The stream code needs a socket to attach to, thus it can be used alongside any arbitrary Node HTTP server (including Express). A basic example that reads data from an , distributes it to workers, streams out the results as soon as they are calculated.
const app = require('express')(),
socketio = require('socket.io),
DistributedStream = require('distributed_stream');
// Set up a basic server serving a single html page
app.get('/', (req, res) => res.sendFile('index.html'));
const distributedStream = new DistributedStream({socket: socketio(app.listen(3000)));
// Pipe an input stream in, and pipe the results out
inputStream
.pipe(distributedStream)
.pipe(outputStream);
The client code is even simpler. When the Client is initialized, it needs to be provided the name of the WebWorker file, which is going to be fed with all the received data pieces.
A simple index.html
could be:
<html>
<body>
<script src="distributed_stream_client.js"></script>
<script src="socket-io.js"></script>
<script>
new Client({
socket: io("http://website.com"), // initialize the socket with the server
workFile: "/work.js",
});
</script>
</body>
</html>
The file work.js
will receive groups of data as a message. It should map the array of data pieces with whatever work needs to be done on each of them, and use the postMessage
construct to send them back.
const workFunction = (dataPiece) => {...}
self.onmessage = (event) => {
postMessage(event.data.map((d) => workFunction(d)));
}
Both the server and the client can be initialized with several options. They are listed below:
An object with the options:
- Required socket https://socket.io/docs/server-api/#Server
- Optional (Boolean) Defaults to [opt.debug=false] Debug mode. Prints actions as they are happening.

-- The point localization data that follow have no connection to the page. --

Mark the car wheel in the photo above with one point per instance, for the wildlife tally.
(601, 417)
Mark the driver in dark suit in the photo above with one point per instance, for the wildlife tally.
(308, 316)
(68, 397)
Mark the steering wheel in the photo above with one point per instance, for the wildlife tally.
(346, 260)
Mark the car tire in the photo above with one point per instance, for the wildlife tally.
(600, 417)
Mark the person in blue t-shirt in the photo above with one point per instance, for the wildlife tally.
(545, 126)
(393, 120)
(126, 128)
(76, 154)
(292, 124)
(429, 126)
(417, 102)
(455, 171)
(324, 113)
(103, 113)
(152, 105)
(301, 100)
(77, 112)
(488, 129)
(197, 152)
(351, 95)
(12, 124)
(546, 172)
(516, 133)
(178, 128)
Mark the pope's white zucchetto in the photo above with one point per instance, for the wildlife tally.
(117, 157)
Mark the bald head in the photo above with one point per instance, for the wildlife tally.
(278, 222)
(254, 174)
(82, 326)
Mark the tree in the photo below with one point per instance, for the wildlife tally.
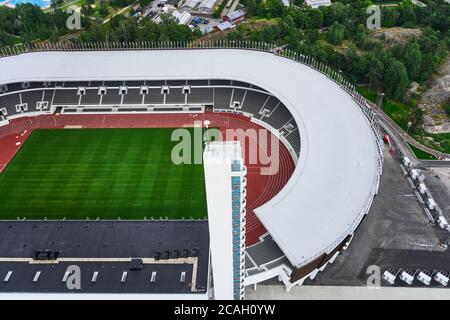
(412, 59)
(336, 33)
(103, 9)
(396, 79)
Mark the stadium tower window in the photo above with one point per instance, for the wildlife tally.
(165, 90)
(123, 91)
(81, 91)
(144, 90)
(186, 89)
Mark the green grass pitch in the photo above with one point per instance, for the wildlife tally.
(105, 173)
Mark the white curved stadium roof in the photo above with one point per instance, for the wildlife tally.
(337, 168)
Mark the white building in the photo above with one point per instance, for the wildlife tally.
(318, 3)
(182, 17)
(225, 181)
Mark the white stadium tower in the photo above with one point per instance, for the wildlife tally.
(332, 139)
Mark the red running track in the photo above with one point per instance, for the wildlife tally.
(260, 188)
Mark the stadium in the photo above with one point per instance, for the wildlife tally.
(87, 178)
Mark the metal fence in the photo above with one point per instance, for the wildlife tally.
(294, 55)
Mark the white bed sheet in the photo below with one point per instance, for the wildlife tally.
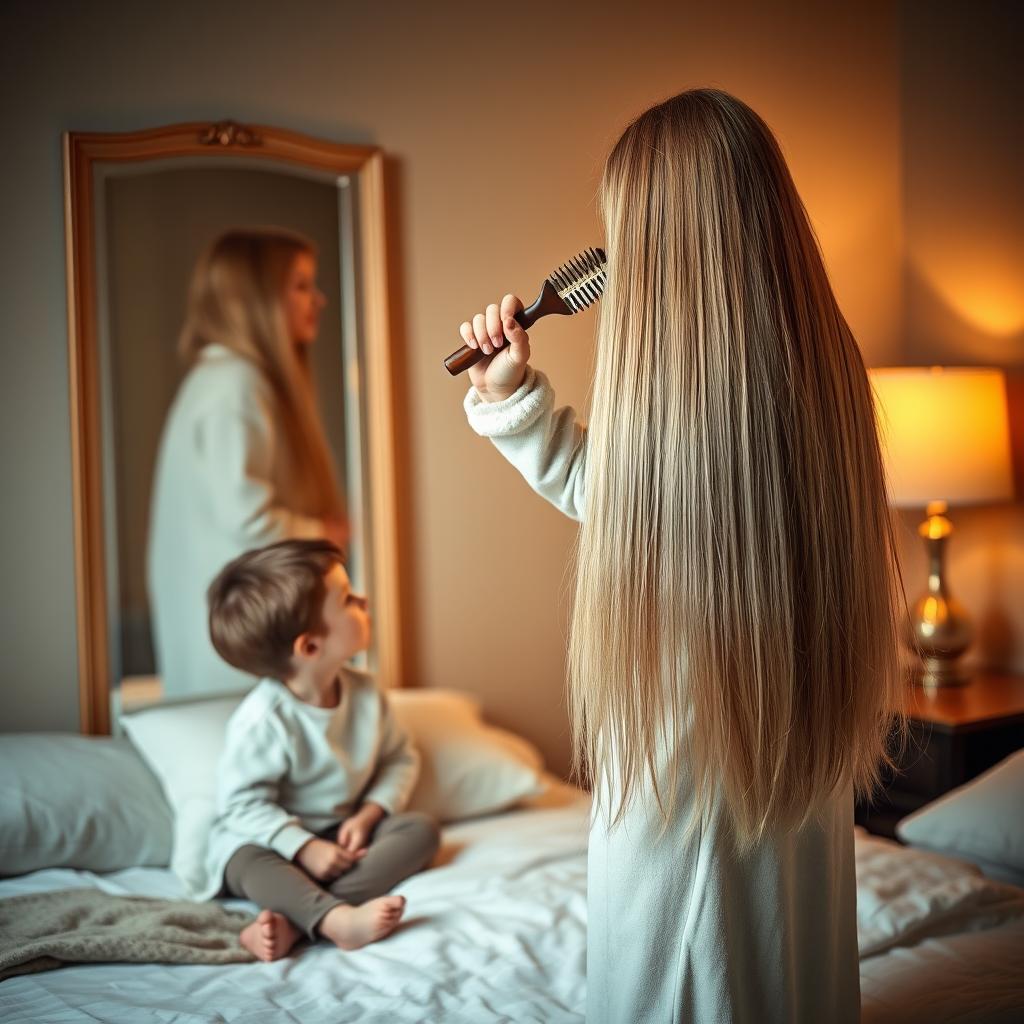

- Optional (Number) Defaults to [opt.highWaterMark=100] Maximum number of data batches to put into the stream at once.
- Optional (Number) Defaults to [opt.redundancy=1] Redundancy factor used for the voting algorithm. Defaults to no redundancy.
- Optional (Number) Defaults to [opt.port=3000] Effective only if no opt.httpServer is passed.

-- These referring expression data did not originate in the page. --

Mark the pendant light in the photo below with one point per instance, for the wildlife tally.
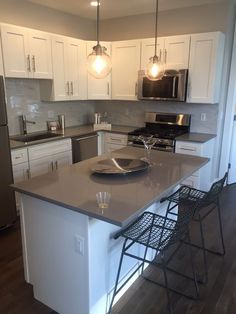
(155, 68)
(98, 61)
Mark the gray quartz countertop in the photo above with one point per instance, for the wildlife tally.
(71, 132)
(195, 137)
(75, 187)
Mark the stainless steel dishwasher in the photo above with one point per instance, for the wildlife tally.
(84, 147)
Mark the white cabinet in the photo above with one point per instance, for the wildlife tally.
(205, 67)
(20, 168)
(203, 178)
(48, 157)
(69, 71)
(125, 67)
(26, 52)
(113, 141)
(99, 88)
(173, 51)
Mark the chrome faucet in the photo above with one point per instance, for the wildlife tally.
(23, 123)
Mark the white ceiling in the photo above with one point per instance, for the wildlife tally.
(118, 8)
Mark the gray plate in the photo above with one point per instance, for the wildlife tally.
(119, 166)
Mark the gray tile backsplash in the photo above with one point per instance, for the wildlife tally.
(23, 97)
(132, 113)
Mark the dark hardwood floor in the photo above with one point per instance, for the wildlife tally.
(143, 297)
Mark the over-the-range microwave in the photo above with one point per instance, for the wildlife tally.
(172, 86)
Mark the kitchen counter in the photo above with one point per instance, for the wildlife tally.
(75, 187)
(69, 253)
(195, 137)
(71, 132)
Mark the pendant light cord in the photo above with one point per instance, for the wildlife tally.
(98, 5)
(156, 29)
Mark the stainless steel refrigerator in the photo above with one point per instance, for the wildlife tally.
(7, 196)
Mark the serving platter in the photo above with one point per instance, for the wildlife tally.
(119, 166)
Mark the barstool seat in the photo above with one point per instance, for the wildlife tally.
(159, 233)
(207, 203)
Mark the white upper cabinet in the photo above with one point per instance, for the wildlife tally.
(69, 71)
(173, 51)
(205, 67)
(99, 88)
(125, 67)
(26, 52)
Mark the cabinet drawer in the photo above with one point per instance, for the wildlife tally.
(188, 148)
(19, 156)
(115, 138)
(47, 149)
(110, 147)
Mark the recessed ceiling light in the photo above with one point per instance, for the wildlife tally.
(94, 3)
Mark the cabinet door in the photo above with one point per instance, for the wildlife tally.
(99, 88)
(176, 52)
(76, 69)
(41, 166)
(61, 87)
(40, 54)
(20, 172)
(148, 50)
(205, 67)
(16, 54)
(62, 159)
(125, 66)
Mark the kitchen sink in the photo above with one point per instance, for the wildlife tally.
(33, 137)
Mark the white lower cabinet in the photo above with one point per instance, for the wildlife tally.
(203, 178)
(48, 157)
(40, 159)
(113, 141)
(20, 167)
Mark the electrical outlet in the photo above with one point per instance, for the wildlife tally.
(51, 114)
(203, 116)
(79, 244)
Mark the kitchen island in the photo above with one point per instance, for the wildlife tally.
(70, 257)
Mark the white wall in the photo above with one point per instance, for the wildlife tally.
(23, 13)
(198, 19)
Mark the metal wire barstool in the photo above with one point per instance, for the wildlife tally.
(158, 233)
(206, 200)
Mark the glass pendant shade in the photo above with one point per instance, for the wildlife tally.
(155, 69)
(99, 62)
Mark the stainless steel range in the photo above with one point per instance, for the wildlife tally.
(164, 127)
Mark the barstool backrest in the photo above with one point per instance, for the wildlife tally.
(214, 191)
(186, 211)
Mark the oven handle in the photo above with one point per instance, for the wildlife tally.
(170, 149)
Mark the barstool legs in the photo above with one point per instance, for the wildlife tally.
(221, 228)
(205, 280)
(166, 282)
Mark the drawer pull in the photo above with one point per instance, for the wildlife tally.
(189, 149)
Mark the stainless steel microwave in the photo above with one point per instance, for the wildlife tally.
(173, 86)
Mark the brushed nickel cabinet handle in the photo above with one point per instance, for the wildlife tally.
(72, 88)
(136, 89)
(165, 55)
(34, 64)
(28, 63)
(28, 174)
(68, 88)
(160, 55)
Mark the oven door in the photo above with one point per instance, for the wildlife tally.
(170, 87)
(161, 147)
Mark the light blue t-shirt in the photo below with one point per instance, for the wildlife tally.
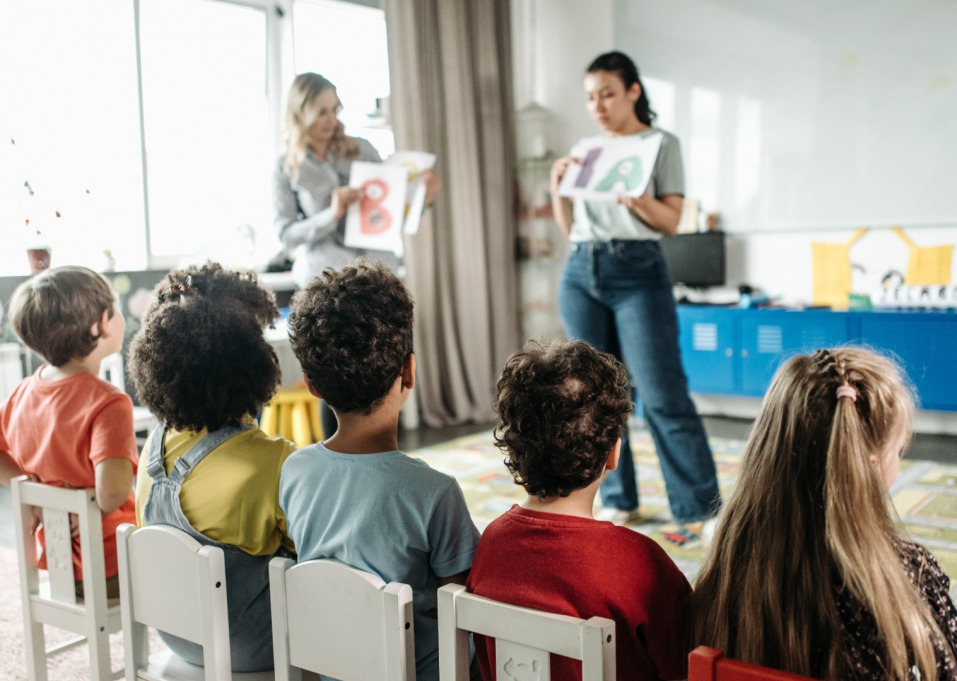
(595, 220)
(386, 513)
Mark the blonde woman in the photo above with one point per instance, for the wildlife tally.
(808, 571)
(310, 182)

- Optional (Object) Defaults to [opt.distribution] The type of load distribution requested.
- Optional (String) Defaults to [opt.distribution.type="chunk"] The type of load distribution server should provide. Can be
adaptive
,single
orchunk
(default). - Optional (Number) Defaults to [opt.distribution.size=1] Chunk sizes for the load distribution if chunk was selected as type.

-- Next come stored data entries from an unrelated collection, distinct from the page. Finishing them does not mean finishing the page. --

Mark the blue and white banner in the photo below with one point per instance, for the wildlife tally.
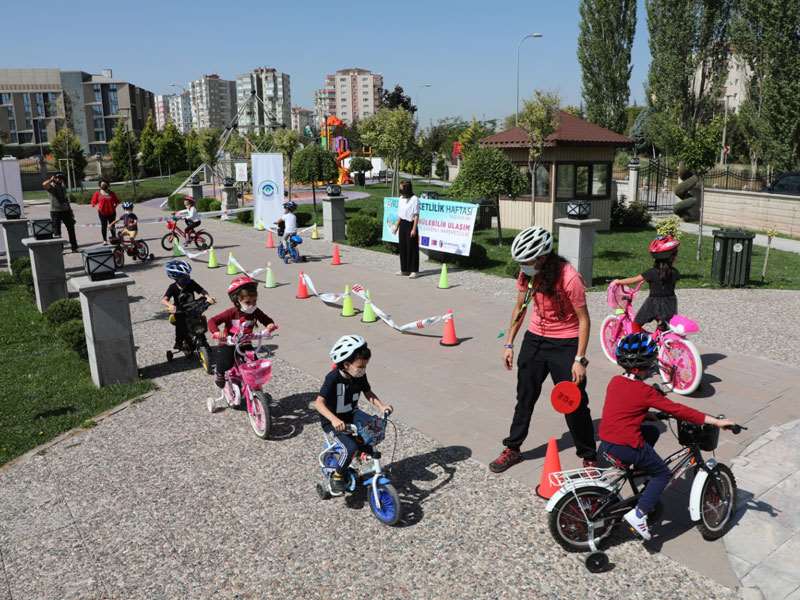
(444, 225)
(267, 169)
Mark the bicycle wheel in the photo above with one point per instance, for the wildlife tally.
(203, 240)
(680, 365)
(390, 510)
(568, 525)
(167, 241)
(259, 415)
(717, 503)
(610, 334)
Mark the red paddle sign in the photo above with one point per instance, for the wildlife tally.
(566, 397)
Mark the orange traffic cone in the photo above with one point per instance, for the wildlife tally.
(552, 464)
(449, 334)
(302, 289)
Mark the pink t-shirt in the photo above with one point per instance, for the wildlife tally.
(554, 316)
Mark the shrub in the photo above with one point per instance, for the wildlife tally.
(73, 335)
(61, 311)
(363, 230)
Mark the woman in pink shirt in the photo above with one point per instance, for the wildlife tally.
(554, 344)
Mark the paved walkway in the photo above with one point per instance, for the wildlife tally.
(163, 500)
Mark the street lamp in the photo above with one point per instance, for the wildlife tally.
(530, 35)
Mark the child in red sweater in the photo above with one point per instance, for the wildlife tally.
(627, 405)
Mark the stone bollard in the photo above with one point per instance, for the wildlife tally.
(333, 219)
(107, 323)
(47, 265)
(14, 231)
(576, 244)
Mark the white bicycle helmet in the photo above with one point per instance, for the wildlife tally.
(345, 346)
(531, 243)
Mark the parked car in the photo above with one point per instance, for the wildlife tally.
(786, 183)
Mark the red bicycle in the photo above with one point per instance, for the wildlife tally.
(201, 239)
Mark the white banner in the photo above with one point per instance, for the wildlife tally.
(267, 187)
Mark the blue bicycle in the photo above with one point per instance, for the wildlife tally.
(366, 467)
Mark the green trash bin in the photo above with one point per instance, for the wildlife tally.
(733, 253)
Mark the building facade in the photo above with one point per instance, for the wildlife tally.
(213, 102)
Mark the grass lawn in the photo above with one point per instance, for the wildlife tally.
(45, 387)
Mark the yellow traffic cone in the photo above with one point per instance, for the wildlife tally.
(347, 303)
(369, 315)
(212, 258)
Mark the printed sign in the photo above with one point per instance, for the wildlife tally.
(444, 225)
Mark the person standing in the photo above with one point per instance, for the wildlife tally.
(406, 229)
(106, 202)
(60, 210)
(555, 342)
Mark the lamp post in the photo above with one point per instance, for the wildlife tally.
(530, 35)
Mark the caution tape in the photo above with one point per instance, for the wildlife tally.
(358, 290)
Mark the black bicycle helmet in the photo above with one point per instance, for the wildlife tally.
(637, 351)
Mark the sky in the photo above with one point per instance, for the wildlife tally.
(466, 51)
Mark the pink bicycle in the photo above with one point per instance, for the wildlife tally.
(679, 362)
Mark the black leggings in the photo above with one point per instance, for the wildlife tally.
(538, 358)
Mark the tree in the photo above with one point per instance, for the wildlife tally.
(487, 173)
(148, 139)
(389, 132)
(604, 51)
(312, 164)
(539, 117)
(287, 142)
(397, 99)
(66, 145)
(124, 148)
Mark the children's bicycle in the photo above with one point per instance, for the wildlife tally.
(679, 362)
(251, 371)
(369, 432)
(588, 504)
(202, 239)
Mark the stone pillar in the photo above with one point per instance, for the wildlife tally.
(14, 231)
(333, 219)
(576, 244)
(47, 265)
(107, 323)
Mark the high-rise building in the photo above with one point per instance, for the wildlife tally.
(274, 90)
(356, 95)
(36, 103)
(213, 102)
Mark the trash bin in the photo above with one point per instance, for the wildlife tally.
(733, 253)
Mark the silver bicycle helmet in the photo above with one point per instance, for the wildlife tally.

An object with the options:
- Required String options.workFile
- Optional Boolean [options.debug=false] Debug mode
- Optional Number [options.reconnectInterval=5000] The time (in ms) to wait before trying to reconnect to the server.
The server distributing the work doesn't need to be the same server serving the webpage. Any CORS enabled domain is possible. The client can simply be provided with any website to open a socket connection to. This can be used to construct a system that runs the same calculation on the clients of different domains for example.
Integration with WebAssembly is easy and can provide significant speedups. Check out the hash
and matrixfactorization
examples to see how it is done.
If all the clients need to work on one set of data, it might be a good idea to send all of it early on. We provide the initialData
option on the server object for this. You can send any JS construct this way to the clients before any other calculation is ran, and access that piece of data in your WebWorker code. See the tsp
example code.
Ideal jobs for distributing over the network have relatively low data transfers to the clients, combined with intensive calculations. The more intensive the calculation compared to the data transfer, the more scalable your system is going to be. However beware of calculations that takes too much time, and may not finish before some clients leave your website. Chunk sizes can be tweaked to optimize this.